Educators demand action, Apr. 26 & 27

THOUSANDS TO MARCH ON STATE CAPITOL
Using personal and vacation time to call for increased funding for public education

DENVER – Eighth graders today have never been in a fully funded public school system because since 2009, Colorado has failed to fund schools by $6.6 billion. Educators around Colorado and the country are saying “Enough!” On Thursday, April 26 and Friday, April 27, thousands of educators will descend on the Colorado State Capitol to call for more state funding and a fix to PERA.

Schedule of Events:

Thursday, April 26
9 a.m. – Lobby Day at the Capitol
10 a.m. to 2 p.m. – Action in Civic Center
1:30 p.m. – Rally, West Steps of State Capitol

Friday, April 27
9 a.m. – Lobby Day at the Capitol
10 a.m. to 2 p.m. – Action in Civic Center
2 p.m. – Rally, West Steps of State Capitol

Please contact the CEA communications team at commdesk@coloradoea.org to arrange an interview with an educator. A media center will be set up near the West Steps of the State Capitol by the cannon for interviews and information during the events.

“Now is the time to build on Colorado’s economic growth and focus on a future where all Colorado families and communities can thrive. We need to make sure we have great public schools in all our communities, where every child has the opportunity to succeed,” said Kerrie Dallman, president of the Colorado Education Association. “We have great public schools throughout Colorado. Together, we can create strong neighborhood public schools in every community in our state.”

“Douglas County Federation (DCF) is proud to be marching with JCEA. Thousands of Colorado teachers are in the classroom educating children every day and we need money for protractors, history books, whiteboards, and other materials,” said Palmer Heogh, a math teacher at Highlands Ranch High School. “Teachers spend hundreds of their own dollars for their students’ supplies each year. Doctors don’t pay for their scalpels; it’s about time we don’t have to pay for our markers.”

School Districts Closed:

April 26:

  • Jeffco
  • Lake County
  • Douglas County
  • Clear Creek

April 27:

  • Denver
  • Poudre
  • St.
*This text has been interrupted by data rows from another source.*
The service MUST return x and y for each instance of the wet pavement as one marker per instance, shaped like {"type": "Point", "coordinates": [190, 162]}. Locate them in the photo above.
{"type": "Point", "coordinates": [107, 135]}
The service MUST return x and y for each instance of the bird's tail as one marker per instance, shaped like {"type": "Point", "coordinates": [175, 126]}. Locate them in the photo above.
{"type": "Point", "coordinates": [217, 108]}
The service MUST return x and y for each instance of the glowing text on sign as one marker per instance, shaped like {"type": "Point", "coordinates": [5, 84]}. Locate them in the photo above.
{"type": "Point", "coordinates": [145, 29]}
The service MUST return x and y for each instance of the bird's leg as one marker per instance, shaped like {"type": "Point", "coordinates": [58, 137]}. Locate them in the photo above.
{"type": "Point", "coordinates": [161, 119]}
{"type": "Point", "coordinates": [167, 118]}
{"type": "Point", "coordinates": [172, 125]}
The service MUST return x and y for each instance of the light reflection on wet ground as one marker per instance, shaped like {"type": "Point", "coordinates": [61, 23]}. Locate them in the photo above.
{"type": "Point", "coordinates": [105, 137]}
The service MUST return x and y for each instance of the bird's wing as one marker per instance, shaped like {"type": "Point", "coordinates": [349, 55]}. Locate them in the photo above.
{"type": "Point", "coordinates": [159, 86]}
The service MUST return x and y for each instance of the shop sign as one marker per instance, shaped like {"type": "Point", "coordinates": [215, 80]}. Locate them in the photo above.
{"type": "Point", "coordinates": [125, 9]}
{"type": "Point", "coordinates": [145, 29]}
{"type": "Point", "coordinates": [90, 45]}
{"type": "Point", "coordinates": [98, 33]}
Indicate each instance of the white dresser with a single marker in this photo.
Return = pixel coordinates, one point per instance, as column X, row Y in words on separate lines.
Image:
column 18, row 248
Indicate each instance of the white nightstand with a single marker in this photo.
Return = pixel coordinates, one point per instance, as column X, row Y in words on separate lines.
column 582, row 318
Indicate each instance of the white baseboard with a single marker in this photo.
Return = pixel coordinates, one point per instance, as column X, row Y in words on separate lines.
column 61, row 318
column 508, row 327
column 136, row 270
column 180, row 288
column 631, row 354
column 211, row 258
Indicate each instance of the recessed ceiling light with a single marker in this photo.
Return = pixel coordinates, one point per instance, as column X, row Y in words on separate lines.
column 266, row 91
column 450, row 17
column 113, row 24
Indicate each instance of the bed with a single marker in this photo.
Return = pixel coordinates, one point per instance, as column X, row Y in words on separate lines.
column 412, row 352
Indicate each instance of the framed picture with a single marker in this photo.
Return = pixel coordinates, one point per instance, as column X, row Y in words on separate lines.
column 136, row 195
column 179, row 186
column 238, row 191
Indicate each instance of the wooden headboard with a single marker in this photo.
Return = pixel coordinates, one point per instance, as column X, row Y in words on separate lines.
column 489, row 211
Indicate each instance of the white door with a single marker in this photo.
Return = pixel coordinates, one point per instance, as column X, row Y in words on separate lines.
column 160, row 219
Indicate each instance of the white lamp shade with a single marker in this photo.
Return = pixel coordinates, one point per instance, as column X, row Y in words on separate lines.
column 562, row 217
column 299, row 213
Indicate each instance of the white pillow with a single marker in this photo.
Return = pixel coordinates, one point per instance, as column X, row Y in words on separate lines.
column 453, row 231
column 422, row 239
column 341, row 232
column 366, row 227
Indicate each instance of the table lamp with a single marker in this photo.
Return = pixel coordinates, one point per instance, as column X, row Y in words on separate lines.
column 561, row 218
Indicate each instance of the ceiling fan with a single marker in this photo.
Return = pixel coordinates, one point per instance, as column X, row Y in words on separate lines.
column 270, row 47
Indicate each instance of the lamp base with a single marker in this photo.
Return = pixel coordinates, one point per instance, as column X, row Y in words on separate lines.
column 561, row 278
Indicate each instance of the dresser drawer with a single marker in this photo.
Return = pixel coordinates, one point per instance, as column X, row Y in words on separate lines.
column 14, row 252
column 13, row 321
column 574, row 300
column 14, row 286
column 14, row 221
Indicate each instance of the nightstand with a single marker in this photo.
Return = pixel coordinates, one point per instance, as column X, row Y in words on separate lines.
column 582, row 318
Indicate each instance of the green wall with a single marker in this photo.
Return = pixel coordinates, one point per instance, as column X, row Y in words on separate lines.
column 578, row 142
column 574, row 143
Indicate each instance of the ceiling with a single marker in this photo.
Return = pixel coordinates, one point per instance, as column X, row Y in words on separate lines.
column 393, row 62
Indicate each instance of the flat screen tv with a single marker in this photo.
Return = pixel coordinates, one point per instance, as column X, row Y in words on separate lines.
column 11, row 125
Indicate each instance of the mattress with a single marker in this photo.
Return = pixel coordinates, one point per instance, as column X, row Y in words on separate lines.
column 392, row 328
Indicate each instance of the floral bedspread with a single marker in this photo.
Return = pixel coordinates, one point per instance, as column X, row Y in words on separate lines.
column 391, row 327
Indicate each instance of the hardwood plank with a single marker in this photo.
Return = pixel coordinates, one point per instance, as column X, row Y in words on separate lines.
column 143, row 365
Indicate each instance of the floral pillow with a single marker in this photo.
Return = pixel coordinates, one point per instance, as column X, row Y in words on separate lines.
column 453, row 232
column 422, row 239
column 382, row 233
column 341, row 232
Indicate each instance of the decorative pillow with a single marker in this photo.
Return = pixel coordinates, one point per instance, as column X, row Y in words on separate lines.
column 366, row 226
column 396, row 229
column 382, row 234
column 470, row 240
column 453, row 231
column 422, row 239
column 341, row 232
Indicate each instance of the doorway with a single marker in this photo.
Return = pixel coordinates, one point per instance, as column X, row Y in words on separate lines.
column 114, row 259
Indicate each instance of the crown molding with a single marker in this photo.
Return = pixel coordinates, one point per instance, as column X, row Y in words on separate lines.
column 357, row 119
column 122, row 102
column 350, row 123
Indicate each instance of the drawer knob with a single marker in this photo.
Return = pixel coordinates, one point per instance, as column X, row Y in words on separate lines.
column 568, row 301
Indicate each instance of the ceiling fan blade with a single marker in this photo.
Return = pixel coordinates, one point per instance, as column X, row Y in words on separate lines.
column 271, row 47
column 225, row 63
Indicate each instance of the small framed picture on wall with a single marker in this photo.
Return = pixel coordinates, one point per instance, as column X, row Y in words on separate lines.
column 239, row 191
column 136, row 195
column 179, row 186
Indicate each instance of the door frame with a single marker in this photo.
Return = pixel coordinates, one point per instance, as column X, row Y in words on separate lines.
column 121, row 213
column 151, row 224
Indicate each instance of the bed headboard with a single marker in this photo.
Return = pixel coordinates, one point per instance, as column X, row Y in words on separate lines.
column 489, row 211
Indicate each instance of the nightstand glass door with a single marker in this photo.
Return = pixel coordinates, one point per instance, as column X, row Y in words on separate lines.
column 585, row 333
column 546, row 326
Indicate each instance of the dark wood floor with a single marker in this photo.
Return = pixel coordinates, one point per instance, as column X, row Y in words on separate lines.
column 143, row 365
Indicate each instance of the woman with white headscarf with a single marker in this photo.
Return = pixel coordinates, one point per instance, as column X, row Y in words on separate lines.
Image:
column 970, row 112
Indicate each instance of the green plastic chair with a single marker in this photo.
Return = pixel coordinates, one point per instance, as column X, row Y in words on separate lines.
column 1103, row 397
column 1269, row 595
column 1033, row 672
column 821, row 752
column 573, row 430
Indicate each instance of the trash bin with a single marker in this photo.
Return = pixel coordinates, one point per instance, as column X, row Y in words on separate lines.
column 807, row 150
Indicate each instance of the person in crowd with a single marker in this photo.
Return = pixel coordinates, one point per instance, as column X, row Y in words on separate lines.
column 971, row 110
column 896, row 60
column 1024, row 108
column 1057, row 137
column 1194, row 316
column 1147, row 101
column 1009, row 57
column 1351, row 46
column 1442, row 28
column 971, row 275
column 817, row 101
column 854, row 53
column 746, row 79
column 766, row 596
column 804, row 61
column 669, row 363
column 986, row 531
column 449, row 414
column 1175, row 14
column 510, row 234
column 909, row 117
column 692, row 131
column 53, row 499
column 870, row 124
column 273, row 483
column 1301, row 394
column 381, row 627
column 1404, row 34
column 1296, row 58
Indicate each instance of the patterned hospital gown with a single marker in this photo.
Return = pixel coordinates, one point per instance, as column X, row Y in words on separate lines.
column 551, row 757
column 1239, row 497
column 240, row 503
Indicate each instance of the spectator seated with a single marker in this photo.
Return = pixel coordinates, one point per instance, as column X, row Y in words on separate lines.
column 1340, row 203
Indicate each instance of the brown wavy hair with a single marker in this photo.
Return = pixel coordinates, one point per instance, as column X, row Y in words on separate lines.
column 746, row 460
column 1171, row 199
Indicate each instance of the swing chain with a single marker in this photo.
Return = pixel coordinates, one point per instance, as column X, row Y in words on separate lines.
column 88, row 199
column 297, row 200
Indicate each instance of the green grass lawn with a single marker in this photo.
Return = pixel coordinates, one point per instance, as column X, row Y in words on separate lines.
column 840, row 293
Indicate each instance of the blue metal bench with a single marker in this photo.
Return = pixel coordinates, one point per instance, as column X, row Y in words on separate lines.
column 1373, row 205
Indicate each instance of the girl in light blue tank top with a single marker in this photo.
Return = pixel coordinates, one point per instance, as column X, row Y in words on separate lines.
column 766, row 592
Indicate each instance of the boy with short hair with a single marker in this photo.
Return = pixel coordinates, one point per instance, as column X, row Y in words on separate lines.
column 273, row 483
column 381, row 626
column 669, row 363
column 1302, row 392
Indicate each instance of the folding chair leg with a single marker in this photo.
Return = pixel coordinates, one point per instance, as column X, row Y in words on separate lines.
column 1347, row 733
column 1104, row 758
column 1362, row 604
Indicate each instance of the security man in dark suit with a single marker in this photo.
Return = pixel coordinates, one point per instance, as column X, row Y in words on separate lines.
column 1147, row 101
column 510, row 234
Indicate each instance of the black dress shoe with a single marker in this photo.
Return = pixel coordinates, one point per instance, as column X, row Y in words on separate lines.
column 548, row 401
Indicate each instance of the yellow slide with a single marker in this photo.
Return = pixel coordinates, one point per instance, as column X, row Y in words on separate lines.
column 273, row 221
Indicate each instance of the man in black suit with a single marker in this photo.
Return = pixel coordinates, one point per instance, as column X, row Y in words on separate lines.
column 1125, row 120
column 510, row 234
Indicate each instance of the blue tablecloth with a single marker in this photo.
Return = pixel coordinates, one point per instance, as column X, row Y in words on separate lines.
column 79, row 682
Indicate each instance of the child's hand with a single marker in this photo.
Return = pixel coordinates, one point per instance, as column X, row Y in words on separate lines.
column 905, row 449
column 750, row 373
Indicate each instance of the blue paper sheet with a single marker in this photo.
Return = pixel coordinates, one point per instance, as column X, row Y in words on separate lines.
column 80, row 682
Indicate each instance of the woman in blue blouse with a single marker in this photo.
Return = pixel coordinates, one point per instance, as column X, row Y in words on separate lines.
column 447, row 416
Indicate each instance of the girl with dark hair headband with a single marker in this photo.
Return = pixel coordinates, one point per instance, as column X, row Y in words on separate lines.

Vrain
  • School District 27J
  • Adams 12
  • Thompson
  • Cherry Creek
  • CO Springs- D11
  • Pueblo 70 (four-day week, no school fridays)
  • Eagle (on spring break)
  • Steamboat (on spring break)
  • Harrison*
  • Ellicott
  • Greeley-Evans
  • Mapleton*
  • Widefield
  • Westminster*
  • Canon City
  • Littleton
  • Summit County
  • Boulder Valley
  • Aurora
  • Adams 14
  • Manitou Springs
  • Sheridan
  • Academy 20
  • Weld RE-1
  • Ft Lupton (Weld-8)
  • Johnstown-Milliken (RE-5J)

*A teacher work day was previously scheduled but where we are expecting educators to attend.

Note: Other school districts are doing turnouts of individual educators and/or planning walk-ins.

Why Are Educators Taking Action

We have great public schools in Colorado, but in too many communities we are not giving schools the resources they need for every child to succeed. To be sure that we can attract and retain high quality educators to Colorado, we must prioritize education funding so that educators can support their families and contribute to our communities and our children can reach their full potential.

In order to have the schools Colorado students deserve, we call on legislators to:
Fund our schools. Our schools are currently underfunded by $822 million and are $2,700 below the national average in per-pupil funding. The positive state revenue forecast clearly demonstrates that there is substantially more money available this year and therefore we can and must do a better job funding our schools. This must be a top budget priority. Specifically, the legislature must:

  • Restore and increase education funding – make a down payment on the budget stabilization factor (also known as the negative factor) of at least $150 million this year and pay it off by 2022.
  • Commit to reducing or freezing corporate tax breaks of all kinds until school funding is restored and per-pupil funding reaches the national average.
  • Join us in supporting Initiative 93 – Great Schools Thriving Communities – that will raise $1.6 billion annually in support of public education, while 92 percent of taxpayers will not see an increase in their taxes.

Support the amended version of SB 18-200 and commit to a secure retirement for educators and public employees. Colorado students’ success depends on a stable teaching profession. A weakened retirement program will further exacerbate the educator shortage and will incentivize churn of educators over longevity. We must have a secure retirement in order to encourage people to go into the education profession and stay for a full career. While we are supporting the amended version of this bill that passed out of House Finance, it is still not sufficient for a secure retirement, and we must continue to explore ways to increase the Cost of Living Allowance (COLA) for current retirees.